La investigación de los cuadernos, que empezó como un puro trabajo periodístico y terminó en una denuncia ante el fiscal, quedó en su juzgado porque era el quien investigaba a la gran mayoría de los que, posteriormente, terminaron procesados. De hecho, en su juzgado tramitaba la causa en la que se ventilaba la compra de gas licuado al exterior y los negocios que se habrían cocinado en esa operación.
Justamente meses antes, en ese mismo expediente, se había presentado la expareja de Oscar Centeno, Hilda Horovitz. En un escrito espontáneo decía que Centeno era el chofer de Roberto Baratta y dedicó varios párrafos a enumerar los bienes del exfuncionario. El remisero contestó ante Bonadio y dijo que aquella mujer despechada lo extorsionaba.
El juez tomó aquellos datos y realizó varios allanamientos. Uno de ellos en el country Mapuche, en busca de una lujosa casa que se construyó Baratta. Hoy se lo puede ver al exfuncionario de short de baño y tobillera electrónica, de caminatas por el lugar.
“Doctor, ¿qué pudo saber de aquella relación?’”, le pregunté alguna ver como para seguir aquella pista. “Disculpe, pero no me meto en las sabanas calientes de las parejas”, contestó.
Siempre lo entusiasmó la causa. “Usted sabe que varios de los que investigamos están yendo a una bruja”, dijo al pasar en una de las tres reuniones. Mientras la opinión pública ignoraba la existencia de la investigación, el juez había ordenado varias escuchas. Este cronista quiso saber algo más. Bonadio sonrió. “Les está sacando la guita muy fácil”.
Siempre estuvo de acuerdo con la decisión del secreto. “En el juzgado nadie va a decir nada. Muy poca gente estará al tanto, de estrecha confianza. Y no van a decir nada. Si es necesario podemos sacar la causa físicamente de acá”, explicó, y entonces, reveló que había una dependencia en un edificio militar de la zona de Retiro en la que algunos jueces federales podían utilizar unos despachos. Ahí se accedía con una llave que sólo él tenía y que, además, había que tener un permiso para poder pasar el control de acceso.
De los tres encuentros que tuvimos, el último fue el 30 de julio de 2018, horas antes de que las detenciones y los allanamientos mostraran por primera vez el resultado del trabajo periodístico y, sobre todo, judicial, quizá el segundo fue el que más lo pintó.
Era la primera semana del receso judicial por la feria de invierno. En ese momento nos encontramos con el juez y el fiscal y dos de sus secretarios de confianza. No había nadie en Comodoro Py; el edificio era el reino de la desolación. Claro, excepto en el juzgado de Bonadio donde todo tenía el calor de lo inmediato.
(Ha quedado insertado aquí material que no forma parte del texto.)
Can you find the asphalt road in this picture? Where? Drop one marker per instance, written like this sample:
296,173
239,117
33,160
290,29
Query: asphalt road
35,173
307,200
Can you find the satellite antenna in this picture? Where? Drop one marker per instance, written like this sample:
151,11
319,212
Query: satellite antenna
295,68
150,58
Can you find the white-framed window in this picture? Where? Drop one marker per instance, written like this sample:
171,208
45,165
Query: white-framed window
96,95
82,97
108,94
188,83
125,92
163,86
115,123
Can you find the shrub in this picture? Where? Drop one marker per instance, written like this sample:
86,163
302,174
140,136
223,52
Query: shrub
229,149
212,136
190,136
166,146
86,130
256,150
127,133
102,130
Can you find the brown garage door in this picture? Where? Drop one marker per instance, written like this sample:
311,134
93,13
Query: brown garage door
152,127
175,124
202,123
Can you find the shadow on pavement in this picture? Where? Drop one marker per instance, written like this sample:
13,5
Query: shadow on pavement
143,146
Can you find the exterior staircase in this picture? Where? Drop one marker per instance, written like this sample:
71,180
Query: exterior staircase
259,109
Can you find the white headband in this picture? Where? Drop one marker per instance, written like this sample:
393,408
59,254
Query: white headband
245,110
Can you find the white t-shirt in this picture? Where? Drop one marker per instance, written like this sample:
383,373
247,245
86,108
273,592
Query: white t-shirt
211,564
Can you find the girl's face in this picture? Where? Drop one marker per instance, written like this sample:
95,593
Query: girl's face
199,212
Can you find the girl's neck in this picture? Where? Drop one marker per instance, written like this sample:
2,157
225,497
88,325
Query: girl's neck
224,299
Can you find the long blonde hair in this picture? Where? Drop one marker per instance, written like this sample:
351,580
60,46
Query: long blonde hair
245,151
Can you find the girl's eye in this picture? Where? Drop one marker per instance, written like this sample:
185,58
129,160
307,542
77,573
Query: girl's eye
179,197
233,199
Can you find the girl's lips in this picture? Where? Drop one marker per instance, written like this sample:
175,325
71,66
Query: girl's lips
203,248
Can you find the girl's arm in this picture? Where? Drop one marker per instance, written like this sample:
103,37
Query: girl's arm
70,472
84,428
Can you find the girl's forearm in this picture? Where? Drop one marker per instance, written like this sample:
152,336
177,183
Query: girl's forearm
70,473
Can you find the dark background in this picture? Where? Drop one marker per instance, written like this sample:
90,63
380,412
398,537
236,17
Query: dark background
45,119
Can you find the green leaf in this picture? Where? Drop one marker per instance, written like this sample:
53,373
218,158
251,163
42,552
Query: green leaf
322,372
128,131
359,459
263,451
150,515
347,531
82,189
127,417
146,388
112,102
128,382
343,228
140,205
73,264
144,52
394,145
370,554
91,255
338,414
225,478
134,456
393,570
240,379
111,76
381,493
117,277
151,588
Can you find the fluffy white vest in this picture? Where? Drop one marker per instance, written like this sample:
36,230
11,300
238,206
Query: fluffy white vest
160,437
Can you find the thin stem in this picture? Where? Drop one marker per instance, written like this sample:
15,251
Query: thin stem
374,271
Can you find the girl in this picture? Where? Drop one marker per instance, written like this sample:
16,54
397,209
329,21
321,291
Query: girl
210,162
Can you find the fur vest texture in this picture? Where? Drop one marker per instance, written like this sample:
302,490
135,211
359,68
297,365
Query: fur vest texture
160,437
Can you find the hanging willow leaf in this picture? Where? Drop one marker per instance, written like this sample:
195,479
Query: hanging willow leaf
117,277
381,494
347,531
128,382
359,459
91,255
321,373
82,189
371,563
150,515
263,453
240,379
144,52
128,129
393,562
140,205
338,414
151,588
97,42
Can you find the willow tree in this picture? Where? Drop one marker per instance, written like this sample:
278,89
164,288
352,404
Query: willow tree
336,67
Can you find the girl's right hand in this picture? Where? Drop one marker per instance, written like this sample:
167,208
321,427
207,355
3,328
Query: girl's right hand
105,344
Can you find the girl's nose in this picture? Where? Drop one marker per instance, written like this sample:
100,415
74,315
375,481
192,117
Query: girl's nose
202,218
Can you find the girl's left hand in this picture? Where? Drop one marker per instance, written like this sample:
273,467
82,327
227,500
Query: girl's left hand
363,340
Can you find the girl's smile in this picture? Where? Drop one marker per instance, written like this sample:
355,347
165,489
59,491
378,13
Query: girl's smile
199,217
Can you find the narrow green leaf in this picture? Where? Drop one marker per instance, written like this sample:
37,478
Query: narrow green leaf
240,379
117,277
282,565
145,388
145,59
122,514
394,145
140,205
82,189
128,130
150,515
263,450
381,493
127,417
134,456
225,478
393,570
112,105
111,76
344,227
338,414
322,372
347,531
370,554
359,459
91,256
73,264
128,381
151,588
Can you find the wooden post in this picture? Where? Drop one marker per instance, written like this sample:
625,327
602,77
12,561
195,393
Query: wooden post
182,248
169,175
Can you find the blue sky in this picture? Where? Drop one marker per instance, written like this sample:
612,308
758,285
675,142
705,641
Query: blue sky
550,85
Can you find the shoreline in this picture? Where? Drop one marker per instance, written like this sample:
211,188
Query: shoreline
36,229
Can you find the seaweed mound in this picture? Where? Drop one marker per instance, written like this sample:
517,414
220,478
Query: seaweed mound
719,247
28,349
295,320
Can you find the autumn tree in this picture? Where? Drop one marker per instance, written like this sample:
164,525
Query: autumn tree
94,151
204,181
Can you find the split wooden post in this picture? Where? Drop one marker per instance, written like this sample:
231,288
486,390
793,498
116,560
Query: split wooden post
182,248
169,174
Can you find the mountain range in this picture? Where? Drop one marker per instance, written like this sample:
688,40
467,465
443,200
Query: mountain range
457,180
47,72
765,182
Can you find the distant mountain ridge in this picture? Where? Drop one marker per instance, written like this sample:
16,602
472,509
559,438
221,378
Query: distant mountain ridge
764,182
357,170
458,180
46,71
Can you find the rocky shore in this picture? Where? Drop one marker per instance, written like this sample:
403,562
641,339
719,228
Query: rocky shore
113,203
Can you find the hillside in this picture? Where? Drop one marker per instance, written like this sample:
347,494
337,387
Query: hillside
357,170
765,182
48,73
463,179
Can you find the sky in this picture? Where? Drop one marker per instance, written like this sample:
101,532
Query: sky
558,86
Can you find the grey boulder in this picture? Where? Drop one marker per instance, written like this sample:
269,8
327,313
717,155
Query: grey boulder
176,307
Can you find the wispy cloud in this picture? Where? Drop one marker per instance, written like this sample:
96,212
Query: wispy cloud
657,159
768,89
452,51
“Venimos bien, no hubo ninguna filtración del proceso. Tenemos mucha prueba y hemos ido avanzando con mucho cuidado. La causa tiene una enorme solidez. Los dichos que están narrados en los cuadernos son reales. Construimos mucha prueba. El aporte que nos ha hecho nos ha sido de suma utilidad”, abrió la charla Bonadio. Estaba serio y, claramente, aquel encuentro tenía un propósito.
Sin preámbulos, fue al grano. “La causa es sólida y la prueba que ha recolectado es muy buena. Pero necesitamos pedirle algo más. Como le dije, la prueba es sólida, pero hay un eslabón que no está claro y del que todos se van a aprovechar. Su declaración empieza cuando le entregan los cuadernos pero no está claro cómo le llegan a usted y quién se los dio. Si se puede acreditar ese paso en el expediente, la solidez del proceso cambia”, dijo con solemnidad sabedor de que, finalmente, le estaba pidiendo a un periodista que revele su fuente.
“Le vamos a pedir algo ¿Cómo es la relación con su fuente?”, preguntó. Y luego lanzó. “Le vamos a pedir que declare. Se lo pide usted o lo intentamos nosotros”, dijo sin tapujos.
Días después, exactamente horas antes de que la opinión pública conozca el caso, Jorge Bacigalupo, el hombre que me entregó los cuadernos, declaró en su juzgado y él se encargó de pasar por esa declaración a conocerlo. Era el eslabón que quería sellar antes de avanzar.
La última vez que nos vimos fue después de esa declaración. “Muchas gracias por su trabajo, le agradezco. Lo que viene ya está en nuestras manos.”, me dijo parado en su despacho, mirándome fijo a los ojos. Nos despedimos y no nos vimos nunca más, apenas algunos mensajes como para saber de su salud y alguno suyo para entregar saludos por el día del periodista.
Murió el juez federal Claudio Bonadio. Este cronista recibió 198 llamadas y 340 mensajes de textos para hablar sobre el magistrado. Muchos de ellos del exterior. Pero lamentablente, no pude conocerlo como juez, apenas como “el juez de la causa de cuadernos”. No puedo más que repasar varias de las escenas que nos tuvieron como protagonistas. Y recordar aquel santuario a su vida que era su despacho, lleno de frases que lo pintaban de cuerpo y mente. Como aquella que jamás olvidé y que decía: “Quédese tranquilo, yo no llegué por concurso”.